A win-win situation, gardening for birds isn’t just about giving a little back to the planet it’s also about enhancing the environment for the homeowner through the pleasure, entertainment and birdsong that comes with it.
The good news is that even the smallest garden space can be adapted to host a diversity of birds and other animal life with a little planning. And planning starts by taking into account that much like us, birds need the basics - food, water, security and nesting space - to become happy residents.
The purists recommend providing as much of this as possible by offering them a natural and appealing habitat – introducing indigenous, bird-friendly plants into the garden to provide food, cover, shelter, natural nesting sites and nesting materials. Although the country is divided into many climatic zones, there are plants suited to each area that cater very well to birds’ needs. Try these for starters:
For seed eaters:
Start by planting a bag of mixed bird seed – a lucky packet for seed eaters! Add grasses and flowers including Setaria grass, Natal red top (Melinis nerviglumis), love grass (Eragrostis capensis), sunflowers and wild daisies.
For fruit eaters:
Start with fruit producing plants including pawpaw, wild banana, wild pomegranate, wild peach (Kiggelaria africana), wild figs and, space allowing, mix in some of the following: tree fuchsia (Halleria lucida) dune crow-berry (Rhus crenata), wild olive (Olea europaea subsp africana), Mickey Mouse bush (Ochna serrulata), white stinkwood (Celtis africana), African dog rose (Xylotheca kraussiana), bride’s bush (Pavetta lanceolata) or indigenous dogwood (Rhamnus prinoides).
For nectar eaters:
Aloes are always a big drawcard, as is watsonia, Cape honeysuckle (Tecoma capensis), tree fuchsia (Halleria lucida), lion’s ear (Leonotis), bird flower (Crotalaria), Phygelius aequalis, Phygelius capensis, weeping boerbean (Schotia brachypetala), red hot pokers (Kniphofia) and Wachendorfia.
Start with those that peck on tiny insects and worms (helping aerate lawns and keep gardens pest free) and progress to those which feast on fish, rodents, reptiles and other birds. The first step in attracting and protecting these is to refrain from using any pesticides in your garden as these will be harmful to birds and insects. Regular mulching with leaves and bark provides an incubator of insects for birds to feed on (as well as retaining moisture in the soil and helping prevent weed growth) while leaving fallen leaves and logs will provide a micro-habitat for insects, grubs and worms too. Introducing a pond, with fish and frogs will delight the local kingfishers, and in turn the proliferation of birds in your hood, will feed the larger birds of prey.
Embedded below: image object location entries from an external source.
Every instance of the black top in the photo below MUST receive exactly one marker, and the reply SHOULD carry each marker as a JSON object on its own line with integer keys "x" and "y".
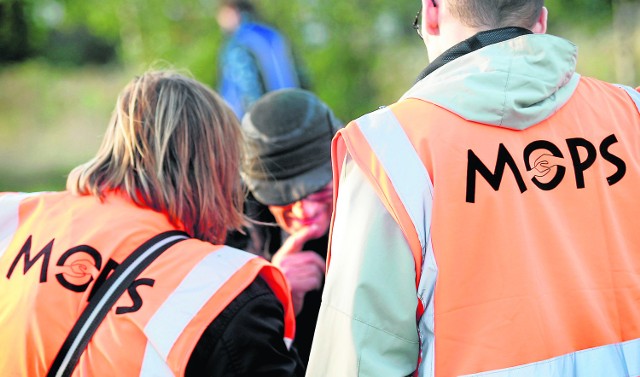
{"x": 246, "y": 339}
{"x": 270, "y": 239}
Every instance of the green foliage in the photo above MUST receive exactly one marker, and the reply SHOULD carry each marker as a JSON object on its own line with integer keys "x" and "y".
{"x": 357, "y": 55}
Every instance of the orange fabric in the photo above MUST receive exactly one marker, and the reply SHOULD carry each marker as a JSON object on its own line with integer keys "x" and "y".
{"x": 42, "y": 314}
{"x": 527, "y": 276}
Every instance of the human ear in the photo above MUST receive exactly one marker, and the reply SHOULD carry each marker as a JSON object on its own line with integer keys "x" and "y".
{"x": 540, "y": 27}
{"x": 431, "y": 17}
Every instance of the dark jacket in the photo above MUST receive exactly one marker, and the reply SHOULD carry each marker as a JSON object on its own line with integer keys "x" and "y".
{"x": 222, "y": 349}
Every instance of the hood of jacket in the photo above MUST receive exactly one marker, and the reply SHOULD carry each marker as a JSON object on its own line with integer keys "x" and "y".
{"x": 512, "y": 84}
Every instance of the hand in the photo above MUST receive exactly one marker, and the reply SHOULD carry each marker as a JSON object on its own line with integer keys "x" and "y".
{"x": 304, "y": 270}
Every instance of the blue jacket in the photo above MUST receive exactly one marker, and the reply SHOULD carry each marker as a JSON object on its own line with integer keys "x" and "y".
{"x": 255, "y": 60}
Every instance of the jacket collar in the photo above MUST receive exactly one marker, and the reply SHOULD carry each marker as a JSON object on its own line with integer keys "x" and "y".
{"x": 476, "y": 42}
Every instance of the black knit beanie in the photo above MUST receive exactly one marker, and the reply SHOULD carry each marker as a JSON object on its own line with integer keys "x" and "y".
{"x": 288, "y": 136}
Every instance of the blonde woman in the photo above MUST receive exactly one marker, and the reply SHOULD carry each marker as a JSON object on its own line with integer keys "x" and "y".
{"x": 167, "y": 170}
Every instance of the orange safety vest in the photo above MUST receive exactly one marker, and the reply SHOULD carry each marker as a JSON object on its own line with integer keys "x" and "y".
{"x": 56, "y": 247}
{"x": 526, "y": 247}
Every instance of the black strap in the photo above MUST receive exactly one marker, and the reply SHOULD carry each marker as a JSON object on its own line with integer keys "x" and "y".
{"x": 104, "y": 299}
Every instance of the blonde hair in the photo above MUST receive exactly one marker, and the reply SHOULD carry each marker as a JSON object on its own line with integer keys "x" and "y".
{"x": 497, "y": 13}
{"x": 172, "y": 145}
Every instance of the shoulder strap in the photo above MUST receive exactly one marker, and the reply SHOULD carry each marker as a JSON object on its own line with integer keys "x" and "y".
{"x": 106, "y": 296}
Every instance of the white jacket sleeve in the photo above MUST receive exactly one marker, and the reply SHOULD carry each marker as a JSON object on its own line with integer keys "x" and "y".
{"x": 367, "y": 321}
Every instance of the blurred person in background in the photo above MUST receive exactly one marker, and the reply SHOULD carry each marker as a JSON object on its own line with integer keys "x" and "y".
{"x": 255, "y": 58}
{"x": 287, "y": 168}
{"x": 486, "y": 223}
{"x": 168, "y": 169}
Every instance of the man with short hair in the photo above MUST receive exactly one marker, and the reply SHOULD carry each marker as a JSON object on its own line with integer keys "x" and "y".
{"x": 485, "y": 224}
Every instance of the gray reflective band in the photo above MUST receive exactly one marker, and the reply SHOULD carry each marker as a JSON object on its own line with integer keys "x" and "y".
{"x": 634, "y": 94}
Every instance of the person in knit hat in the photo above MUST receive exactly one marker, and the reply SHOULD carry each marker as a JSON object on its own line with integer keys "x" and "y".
{"x": 287, "y": 169}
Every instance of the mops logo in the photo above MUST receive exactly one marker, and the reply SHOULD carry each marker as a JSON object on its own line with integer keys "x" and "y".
{"x": 76, "y": 270}
{"x": 545, "y": 164}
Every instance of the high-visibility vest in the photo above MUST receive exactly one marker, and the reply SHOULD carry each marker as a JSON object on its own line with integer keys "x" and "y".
{"x": 55, "y": 248}
{"x": 526, "y": 244}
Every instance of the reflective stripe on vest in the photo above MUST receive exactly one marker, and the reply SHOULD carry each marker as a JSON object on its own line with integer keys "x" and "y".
{"x": 634, "y": 94}
{"x": 613, "y": 360}
{"x": 167, "y": 324}
{"x": 9, "y": 221}
{"x": 195, "y": 279}
{"x": 547, "y": 289}
{"x": 413, "y": 186}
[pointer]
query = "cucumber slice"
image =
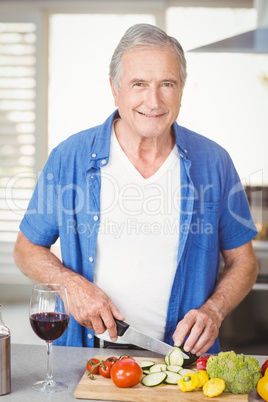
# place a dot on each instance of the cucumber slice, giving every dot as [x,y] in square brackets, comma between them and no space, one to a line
[166,358]
[146,364]
[186,371]
[158,368]
[175,368]
[154,379]
[176,357]
[172,378]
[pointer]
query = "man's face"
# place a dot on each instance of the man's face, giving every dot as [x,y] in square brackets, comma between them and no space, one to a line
[150,95]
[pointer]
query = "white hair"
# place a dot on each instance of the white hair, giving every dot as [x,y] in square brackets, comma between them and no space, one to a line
[141,35]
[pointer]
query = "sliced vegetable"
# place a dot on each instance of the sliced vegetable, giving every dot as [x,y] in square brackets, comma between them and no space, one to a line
[146,371]
[174,368]
[201,362]
[214,387]
[176,357]
[186,371]
[172,378]
[203,377]
[188,382]
[146,364]
[262,386]
[264,366]
[158,367]
[154,379]
[126,373]
[166,358]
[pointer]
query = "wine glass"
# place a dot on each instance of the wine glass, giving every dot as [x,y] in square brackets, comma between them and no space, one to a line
[49,318]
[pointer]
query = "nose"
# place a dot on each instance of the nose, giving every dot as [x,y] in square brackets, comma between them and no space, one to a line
[153,98]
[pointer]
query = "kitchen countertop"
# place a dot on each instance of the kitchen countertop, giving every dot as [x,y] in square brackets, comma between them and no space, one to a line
[28,365]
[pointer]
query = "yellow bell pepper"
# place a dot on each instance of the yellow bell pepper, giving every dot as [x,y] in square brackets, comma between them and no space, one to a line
[262,386]
[203,378]
[214,387]
[188,382]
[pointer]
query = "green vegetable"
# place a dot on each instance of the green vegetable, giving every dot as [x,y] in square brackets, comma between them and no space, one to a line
[154,379]
[239,372]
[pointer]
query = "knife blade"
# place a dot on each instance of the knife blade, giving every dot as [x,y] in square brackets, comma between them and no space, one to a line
[135,337]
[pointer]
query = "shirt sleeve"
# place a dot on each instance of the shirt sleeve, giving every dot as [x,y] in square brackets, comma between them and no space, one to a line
[40,223]
[236,223]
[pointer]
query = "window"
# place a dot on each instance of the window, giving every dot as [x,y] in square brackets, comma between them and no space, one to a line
[17,131]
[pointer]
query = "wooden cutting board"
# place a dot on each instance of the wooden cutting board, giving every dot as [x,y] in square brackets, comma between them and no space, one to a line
[104,389]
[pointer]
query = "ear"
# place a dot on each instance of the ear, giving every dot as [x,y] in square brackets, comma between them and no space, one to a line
[115,94]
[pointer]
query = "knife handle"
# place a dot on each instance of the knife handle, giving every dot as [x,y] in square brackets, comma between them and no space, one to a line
[121,327]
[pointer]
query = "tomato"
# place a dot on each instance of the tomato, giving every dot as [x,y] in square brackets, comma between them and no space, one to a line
[126,357]
[93,366]
[105,368]
[126,373]
[111,359]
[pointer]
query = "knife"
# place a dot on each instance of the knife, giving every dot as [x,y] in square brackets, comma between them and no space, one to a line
[135,337]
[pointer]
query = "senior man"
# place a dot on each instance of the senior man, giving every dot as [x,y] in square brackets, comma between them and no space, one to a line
[143,207]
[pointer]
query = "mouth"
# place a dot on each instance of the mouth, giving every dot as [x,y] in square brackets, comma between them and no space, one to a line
[153,116]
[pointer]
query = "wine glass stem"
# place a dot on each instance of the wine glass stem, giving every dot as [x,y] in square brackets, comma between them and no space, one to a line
[49,378]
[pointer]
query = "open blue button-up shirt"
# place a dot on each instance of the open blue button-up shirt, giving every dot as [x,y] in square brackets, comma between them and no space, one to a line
[214,215]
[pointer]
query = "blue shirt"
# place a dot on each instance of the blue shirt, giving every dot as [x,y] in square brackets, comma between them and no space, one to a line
[214,215]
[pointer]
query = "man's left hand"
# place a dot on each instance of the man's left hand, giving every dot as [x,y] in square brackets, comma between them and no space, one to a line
[202,325]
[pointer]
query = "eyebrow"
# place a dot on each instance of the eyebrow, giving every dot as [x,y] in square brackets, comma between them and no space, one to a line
[143,80]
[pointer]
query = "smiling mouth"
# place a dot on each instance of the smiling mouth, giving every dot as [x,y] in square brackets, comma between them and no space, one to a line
[151,115]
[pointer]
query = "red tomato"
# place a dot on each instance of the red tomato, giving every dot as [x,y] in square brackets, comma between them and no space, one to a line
[93,366]
[126,373]
[105,368]
[126,357]
[111,360]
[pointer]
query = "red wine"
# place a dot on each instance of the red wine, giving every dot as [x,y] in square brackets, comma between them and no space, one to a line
[49,326]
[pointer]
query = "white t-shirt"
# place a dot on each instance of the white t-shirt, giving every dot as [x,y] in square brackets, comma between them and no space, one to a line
[136,252]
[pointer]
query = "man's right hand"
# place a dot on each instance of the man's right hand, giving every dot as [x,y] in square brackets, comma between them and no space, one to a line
[91,307]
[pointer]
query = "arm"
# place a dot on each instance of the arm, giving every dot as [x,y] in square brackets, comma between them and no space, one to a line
[89,305]
[239,275]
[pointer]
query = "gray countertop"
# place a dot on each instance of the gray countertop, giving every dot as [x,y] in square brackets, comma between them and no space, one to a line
[28,365]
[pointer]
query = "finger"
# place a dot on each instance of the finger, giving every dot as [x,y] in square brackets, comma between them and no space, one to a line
[97,324]
[206,339]
[110,325]
[183,329]
[194,336]
[116,313]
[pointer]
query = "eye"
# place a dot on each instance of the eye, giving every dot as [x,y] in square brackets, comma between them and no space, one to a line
[167,84]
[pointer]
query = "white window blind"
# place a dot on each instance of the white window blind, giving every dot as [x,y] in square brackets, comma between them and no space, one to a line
[17,133]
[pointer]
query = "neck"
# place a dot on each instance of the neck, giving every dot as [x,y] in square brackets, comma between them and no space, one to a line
[146,154]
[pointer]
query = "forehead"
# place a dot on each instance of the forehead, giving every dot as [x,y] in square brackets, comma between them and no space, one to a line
[149,59]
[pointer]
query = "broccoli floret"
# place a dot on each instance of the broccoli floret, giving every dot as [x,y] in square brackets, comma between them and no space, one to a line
[240,373]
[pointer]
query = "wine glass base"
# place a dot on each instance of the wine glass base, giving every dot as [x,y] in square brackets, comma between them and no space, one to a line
[49,386]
Nesting and roosting sites
These are important in a bird garden too, and although not every garden has space for trees such as the fever tree (Acacia xanthophloea), Henkel’s yellowwood (Podocarpus henkelii), sweet thorn (Acacia karoo), buffalo thorn (Ziziphus mucronata) or karee (Searsia lancea), creepers such as the black-eyed Susan, grasses and bulrushes also add great value.
If you do have space consider installing an owl box somewhere on your property and simply leave dead logs and tree trunks in protected places where barbets and woodpeckers can make their nests.